U seeks to enhance its Rosemount land use

Three thousand acres are used for crop and livestock research, and 4,500 acres are leased to private companies for research projects.

Tricia Michel

The University hopes a new trail and other developments can open a piece of its land in Rosemount, Minn., to more student and community use.

“We feel like it’s a great resource that hasn’t been utilized in the past,” said Phil Larsen, College of Agricultural, Food and Environmental Sciences dean.

“It represents an increased emphasis to make this place the best possible resource to serve the University,” he said of the 7,500-acre Outreach, Research and Education Park.

The U.S. Army bought 12,000 acres of Rosemount land from farmers during World War II to build gunpowder factories. After the war, the Army sold what it could back to farmers and donated the rest to the University, Larsen said.

The University has zoned the land for two uses. Three thousand acres are used for crop and livestock research, and 4,500 acres are leased to private companies for research projects, Larsen said.

Larsen said the University wants to maintain 3,000 acres for research and build conference centers for outreach programs on the remaining 4,500 acres.
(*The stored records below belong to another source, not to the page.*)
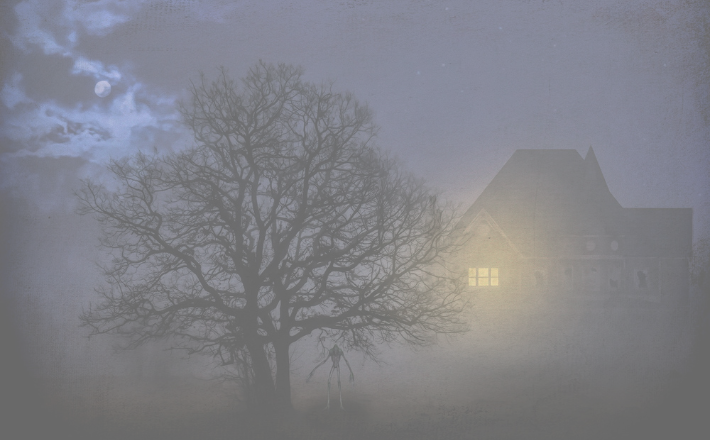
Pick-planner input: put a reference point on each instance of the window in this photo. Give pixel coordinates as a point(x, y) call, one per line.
point(641, 279)
point(483, 276)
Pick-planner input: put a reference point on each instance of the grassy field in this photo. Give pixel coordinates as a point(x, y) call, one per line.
point(549, 369)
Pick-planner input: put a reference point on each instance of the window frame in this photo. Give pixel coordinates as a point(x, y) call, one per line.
point(489, 278)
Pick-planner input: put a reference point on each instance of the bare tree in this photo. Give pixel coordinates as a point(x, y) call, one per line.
point(283, 220)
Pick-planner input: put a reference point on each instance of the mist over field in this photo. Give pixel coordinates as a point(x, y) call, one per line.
point(537, 365)
point(455, 89)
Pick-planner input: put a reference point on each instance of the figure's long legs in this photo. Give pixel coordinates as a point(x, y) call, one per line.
point(339, 391)
point(327, 406)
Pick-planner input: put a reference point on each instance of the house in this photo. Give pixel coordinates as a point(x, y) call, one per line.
point(548, 221)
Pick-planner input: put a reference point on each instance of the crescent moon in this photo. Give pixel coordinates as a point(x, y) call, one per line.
point(102, 89)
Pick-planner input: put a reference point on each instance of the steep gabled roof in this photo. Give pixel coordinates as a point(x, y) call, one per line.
point(539, 195)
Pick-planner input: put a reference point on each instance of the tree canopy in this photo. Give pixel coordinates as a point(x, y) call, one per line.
point(283, 220)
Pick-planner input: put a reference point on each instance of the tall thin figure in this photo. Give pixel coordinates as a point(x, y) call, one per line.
point(334, 354)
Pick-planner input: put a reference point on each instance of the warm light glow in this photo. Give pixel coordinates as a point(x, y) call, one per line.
point(483, 276)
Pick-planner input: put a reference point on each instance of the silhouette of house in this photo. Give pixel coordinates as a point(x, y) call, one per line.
point(548, 221)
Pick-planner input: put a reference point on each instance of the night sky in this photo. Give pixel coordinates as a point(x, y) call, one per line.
point(456, 87)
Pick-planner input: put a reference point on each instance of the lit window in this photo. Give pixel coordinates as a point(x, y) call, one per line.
point(483, 276)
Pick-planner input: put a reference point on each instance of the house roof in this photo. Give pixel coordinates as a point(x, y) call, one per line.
point(543, 194)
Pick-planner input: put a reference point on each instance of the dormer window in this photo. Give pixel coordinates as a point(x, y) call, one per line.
point(483, 276)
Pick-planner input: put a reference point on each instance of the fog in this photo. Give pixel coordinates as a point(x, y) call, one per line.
point(456, 89)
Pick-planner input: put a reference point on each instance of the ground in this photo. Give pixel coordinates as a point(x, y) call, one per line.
point(555, 370)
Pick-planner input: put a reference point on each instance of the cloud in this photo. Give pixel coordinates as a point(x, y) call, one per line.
point(121, 124)
point(54, 26)
point(12, 92)
point(84, 66)
point(134, 120)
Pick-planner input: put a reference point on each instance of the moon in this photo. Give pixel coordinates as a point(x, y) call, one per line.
point(102, 89)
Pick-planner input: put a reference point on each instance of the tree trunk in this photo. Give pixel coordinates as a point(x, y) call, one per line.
point(283, 376)
point(264, 397)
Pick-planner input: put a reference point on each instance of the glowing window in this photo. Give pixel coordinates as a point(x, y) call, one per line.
point(483, 276)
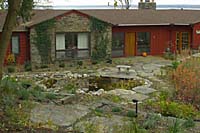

The goal, he said, is to have space for faculty research and community recreation.

The University recently completed a 10.5-mile recreational trail that is open to the community for hiking, horseback riding and cross-country skiing.

Plans for new on-site conference facilities will go forward as soon as possible but could be held up by endangered species regulations – the plot is home to rare species of bird and turtle.

The park is funded by the Legislature and profits earned from leased contracts. The University also supports the park from the on-site research projects. Many of the agricultural projects produce food that is sold for a profit.

Some upcoming projects include a community design study and research on the use of hydrogen to power houses, cars and equipment, said College of Architecture and Landscape Architecture Dean Thomas Fisher.